Guide

Methodology

Notes on Concept, how indicators are calculated. and some general advice of how to interprete indicators.

Concept

The purpose of the indices Sentiment A and Sentiment B is to objectively measure the emotional sentiment of Reddit posts that are filtered by keywords and sorted according to Reddit's user-defined criteria.

In broader terms, these indicators act as proxies for gauging online publications and discussions' sentiment towards particular topics within a set scope.

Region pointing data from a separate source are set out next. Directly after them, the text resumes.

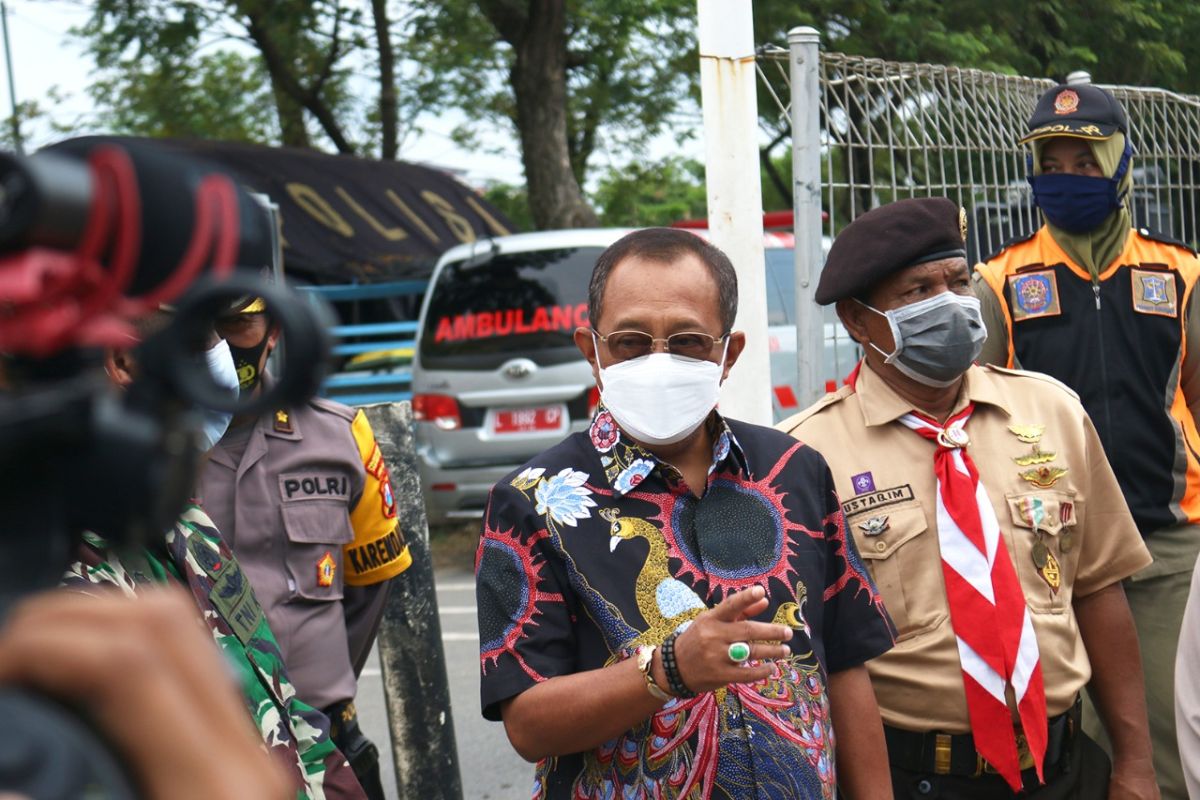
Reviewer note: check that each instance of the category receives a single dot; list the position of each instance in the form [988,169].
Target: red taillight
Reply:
[439,409]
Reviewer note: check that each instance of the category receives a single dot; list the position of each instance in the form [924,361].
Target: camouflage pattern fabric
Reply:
[195,554]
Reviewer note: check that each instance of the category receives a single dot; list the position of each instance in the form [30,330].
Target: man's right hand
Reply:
[703,649]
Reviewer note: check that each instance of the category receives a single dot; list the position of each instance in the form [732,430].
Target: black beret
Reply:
[888,239]
[1081,110]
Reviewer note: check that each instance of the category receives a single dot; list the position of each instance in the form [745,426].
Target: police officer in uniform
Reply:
[1111,312]
[991,523]
[304,499]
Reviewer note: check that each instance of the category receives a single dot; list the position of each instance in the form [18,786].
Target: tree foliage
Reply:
[576,82]
[568,77]
[157,59]
[652,193]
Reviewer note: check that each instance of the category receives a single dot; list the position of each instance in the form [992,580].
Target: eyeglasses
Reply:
[634,344]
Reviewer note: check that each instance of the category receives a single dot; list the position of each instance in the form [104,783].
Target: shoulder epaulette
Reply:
[1155,235]
[797,419]
[1011,242]
[333,407]
[1035,376]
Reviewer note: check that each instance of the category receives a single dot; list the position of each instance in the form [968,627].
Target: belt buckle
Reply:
[1024,758]
[941,753]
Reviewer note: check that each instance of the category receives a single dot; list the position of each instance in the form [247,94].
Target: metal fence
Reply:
[887,131]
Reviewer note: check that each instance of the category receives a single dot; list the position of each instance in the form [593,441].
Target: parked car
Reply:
[497,377]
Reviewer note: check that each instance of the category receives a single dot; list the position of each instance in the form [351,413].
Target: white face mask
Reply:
[661,398]
[225,374]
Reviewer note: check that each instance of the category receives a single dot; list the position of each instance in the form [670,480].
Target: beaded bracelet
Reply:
[671,667]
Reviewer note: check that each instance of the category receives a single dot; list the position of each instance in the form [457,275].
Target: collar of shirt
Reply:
[627,463]
[881,404]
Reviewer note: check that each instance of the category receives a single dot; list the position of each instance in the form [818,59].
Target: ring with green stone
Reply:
[739,651]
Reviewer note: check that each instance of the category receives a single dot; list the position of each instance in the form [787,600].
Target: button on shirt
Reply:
[595,547]
[1045,474]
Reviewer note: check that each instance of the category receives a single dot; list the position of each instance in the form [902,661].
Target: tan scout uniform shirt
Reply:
[309,511]
[893,515]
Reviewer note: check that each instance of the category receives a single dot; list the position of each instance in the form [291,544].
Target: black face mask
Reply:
[247,360]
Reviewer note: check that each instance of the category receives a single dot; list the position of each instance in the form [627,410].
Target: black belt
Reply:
[943,753]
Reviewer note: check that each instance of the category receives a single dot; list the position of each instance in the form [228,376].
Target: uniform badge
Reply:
[1030,434]
[863,482]
[325,570]
[1043,476]
[389,500]
[1037,456]
[953,438]
[1035,295]
[1155,293]
[1032,512]
[1067,102]
[874,527]
[1051,573]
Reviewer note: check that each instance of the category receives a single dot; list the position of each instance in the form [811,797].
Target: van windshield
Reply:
[484,312]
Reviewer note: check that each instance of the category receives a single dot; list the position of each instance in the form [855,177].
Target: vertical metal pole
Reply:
[730,101]
[411,656]
[804,62]
[18,145]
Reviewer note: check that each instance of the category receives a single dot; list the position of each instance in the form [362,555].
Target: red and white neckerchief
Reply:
[991,623]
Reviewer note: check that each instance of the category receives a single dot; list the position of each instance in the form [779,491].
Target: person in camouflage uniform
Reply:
[193,554]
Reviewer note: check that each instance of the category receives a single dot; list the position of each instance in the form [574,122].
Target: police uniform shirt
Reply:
[309,510]
[1035,447]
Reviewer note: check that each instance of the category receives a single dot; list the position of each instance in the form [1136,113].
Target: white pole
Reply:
[727,83]
[804,61]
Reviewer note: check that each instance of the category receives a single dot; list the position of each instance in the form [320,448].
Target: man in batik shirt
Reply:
[637,583]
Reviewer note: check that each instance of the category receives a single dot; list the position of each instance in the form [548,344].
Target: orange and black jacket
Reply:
[1121,342]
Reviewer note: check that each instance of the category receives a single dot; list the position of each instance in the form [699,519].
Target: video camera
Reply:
[94,236]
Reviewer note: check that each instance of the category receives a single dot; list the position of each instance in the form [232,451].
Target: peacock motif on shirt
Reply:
[665,602]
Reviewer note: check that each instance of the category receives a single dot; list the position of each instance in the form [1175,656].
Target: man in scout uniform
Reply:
[1110,311]
[991,523]
[304,498]
[193,554]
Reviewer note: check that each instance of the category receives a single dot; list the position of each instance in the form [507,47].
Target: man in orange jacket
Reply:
[1109,311]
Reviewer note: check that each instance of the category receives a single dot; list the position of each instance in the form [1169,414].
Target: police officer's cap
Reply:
[1081,110]
[887,240]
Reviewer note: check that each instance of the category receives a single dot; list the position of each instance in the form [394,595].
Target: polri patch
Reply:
[325,570]
[877,499]
[1035,295]
[1153,293]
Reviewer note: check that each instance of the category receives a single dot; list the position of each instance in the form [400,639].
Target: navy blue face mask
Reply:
[1079,204]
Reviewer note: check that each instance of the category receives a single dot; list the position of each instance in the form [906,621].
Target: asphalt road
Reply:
[491,770]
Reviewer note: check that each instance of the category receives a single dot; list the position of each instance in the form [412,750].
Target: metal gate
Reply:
[867,132]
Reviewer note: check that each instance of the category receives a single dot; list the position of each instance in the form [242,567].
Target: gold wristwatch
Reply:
[645,655]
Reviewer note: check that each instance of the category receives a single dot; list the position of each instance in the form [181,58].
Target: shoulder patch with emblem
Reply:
[1033,295]
[1155,293]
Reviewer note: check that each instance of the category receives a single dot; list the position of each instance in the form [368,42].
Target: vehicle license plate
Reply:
[528,420]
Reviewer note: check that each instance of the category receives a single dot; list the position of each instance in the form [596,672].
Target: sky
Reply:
[45,55]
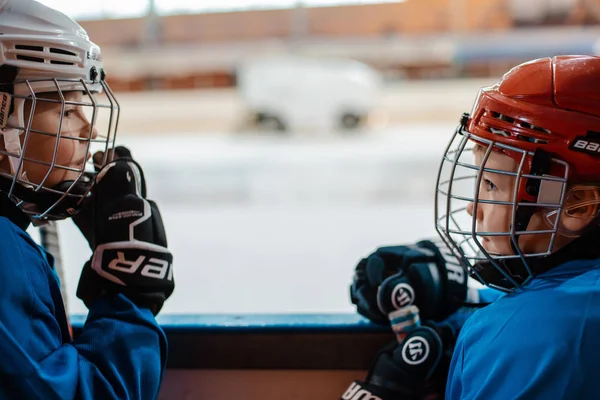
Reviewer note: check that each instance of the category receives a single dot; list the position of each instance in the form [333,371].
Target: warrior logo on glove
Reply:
[126,232]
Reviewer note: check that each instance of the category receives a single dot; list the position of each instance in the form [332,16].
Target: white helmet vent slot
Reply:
[42,54]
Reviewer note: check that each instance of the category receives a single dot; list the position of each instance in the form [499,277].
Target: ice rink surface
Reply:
[276,224]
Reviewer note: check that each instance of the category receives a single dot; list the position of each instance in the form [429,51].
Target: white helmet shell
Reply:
[42,50]
[44,43]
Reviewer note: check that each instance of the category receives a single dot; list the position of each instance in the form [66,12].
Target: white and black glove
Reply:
[425,275]
[126,234]
[415,369]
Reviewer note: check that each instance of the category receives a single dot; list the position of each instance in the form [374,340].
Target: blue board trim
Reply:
[266,322]
[269,341]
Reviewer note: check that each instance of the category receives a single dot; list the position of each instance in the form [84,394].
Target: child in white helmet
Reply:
[56,113]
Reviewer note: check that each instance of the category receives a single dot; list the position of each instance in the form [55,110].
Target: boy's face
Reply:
[498,217]
[40,147]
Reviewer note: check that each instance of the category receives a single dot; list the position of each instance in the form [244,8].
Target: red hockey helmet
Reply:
[544,114]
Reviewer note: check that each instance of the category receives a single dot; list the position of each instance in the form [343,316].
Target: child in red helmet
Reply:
[518,205]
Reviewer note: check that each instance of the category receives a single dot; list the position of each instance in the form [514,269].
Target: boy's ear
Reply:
[581,207]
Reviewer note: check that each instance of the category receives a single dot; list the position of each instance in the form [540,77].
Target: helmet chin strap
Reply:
[9,129]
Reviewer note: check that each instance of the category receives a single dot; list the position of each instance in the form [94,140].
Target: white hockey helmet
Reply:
[42,50]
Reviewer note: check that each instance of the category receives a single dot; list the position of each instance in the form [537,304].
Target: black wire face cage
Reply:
[86,119]
[459,190]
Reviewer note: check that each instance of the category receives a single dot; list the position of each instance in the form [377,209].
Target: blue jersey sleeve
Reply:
[477,296]
[120,354]
[541,342]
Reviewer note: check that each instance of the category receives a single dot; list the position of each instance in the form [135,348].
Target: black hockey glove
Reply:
[417,368]
[395,277]
[128,239]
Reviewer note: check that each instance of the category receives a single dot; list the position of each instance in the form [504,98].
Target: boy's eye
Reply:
[489,185]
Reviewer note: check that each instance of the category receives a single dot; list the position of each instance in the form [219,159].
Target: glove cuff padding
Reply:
[128,239]
[395,277]
[361,391]
[412,369]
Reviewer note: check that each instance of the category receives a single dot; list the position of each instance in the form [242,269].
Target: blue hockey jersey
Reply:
[541,342]
[120,354]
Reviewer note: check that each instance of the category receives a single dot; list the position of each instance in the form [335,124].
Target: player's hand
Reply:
[395,277]
[128,239]
[417,368]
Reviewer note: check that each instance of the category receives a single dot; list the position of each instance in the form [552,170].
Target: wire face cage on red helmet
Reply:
[538,130]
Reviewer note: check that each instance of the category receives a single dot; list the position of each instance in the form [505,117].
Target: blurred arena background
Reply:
[268,216]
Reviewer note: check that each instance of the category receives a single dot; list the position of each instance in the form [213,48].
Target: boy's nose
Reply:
[471,207]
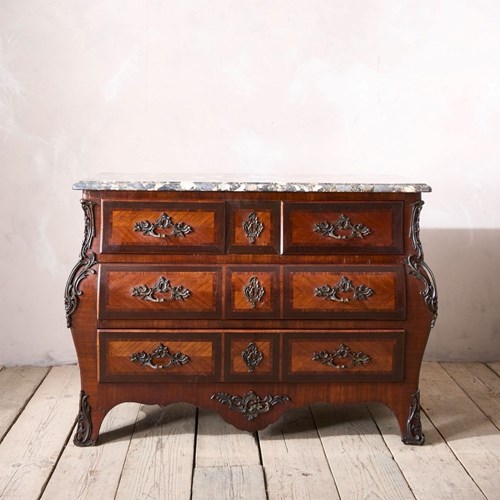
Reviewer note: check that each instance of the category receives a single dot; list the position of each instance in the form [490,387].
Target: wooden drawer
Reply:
[343,227]
[344,356]
[154,227]
[344,292]
[253,227]
[252,292]
[251,356]
[145,356]
[159,292]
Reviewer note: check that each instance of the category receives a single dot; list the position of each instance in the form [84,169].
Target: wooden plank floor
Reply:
[318,452]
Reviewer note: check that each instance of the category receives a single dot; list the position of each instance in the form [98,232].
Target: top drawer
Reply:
[343,227]
[156,227]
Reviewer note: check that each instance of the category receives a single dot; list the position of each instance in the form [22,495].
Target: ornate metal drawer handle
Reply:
[250,405]
[160,352]
[253,291]
[176,229]
[342,224]
[252,356]
[252,227]
[360,292]
[163,285]
[343,352]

  • Reddit serves as a source for conducting sentiment analysis on text.
  • Text fragments for analysis undergo a two-step filtration and sorting process. Firstly, a set of subreddits is selected based on a keyword and sorted using Reddit's criteria. Secondly, selected subreddits are filtered based on the presence of a specific keyword in the text fragments. The remaining fragments are then again sorted and the top items are used for analysis. Depending on the indicator's configuration, comments of Reddit users are included or excluded.
  • The approach utilized is user-driven in that each query for a particular sentiment analysis creates a entry in the database and will be shown in later queries for comparisons over time.
  • The fact that an individual requests a particular sentiment value serves as information, as it signifies their interest in acquiring the value. In order to capture this, requests are also distinguished based on their source, whether they are likely from a human or a bot such as a search engine spider or LLM.
  • Based on the output from node-nlp, two indicators are calculated:
    • Sentiment A, which is the mean of analyzed text fragments/reddit posts.
    • Sentiment B additionally includes the ranking based on sorting criteria. The metric utilizes weighted values for ranking order, giving higher ranking postings of higher ranking subreddits more influence than lower ranked ones.
  • Next to the two indicators, mean, median and standard deviation are calculated. The base for the caluclation of these statistical values are sentiments of all analyzed Subreddits - and not the deviation within one Subreddit.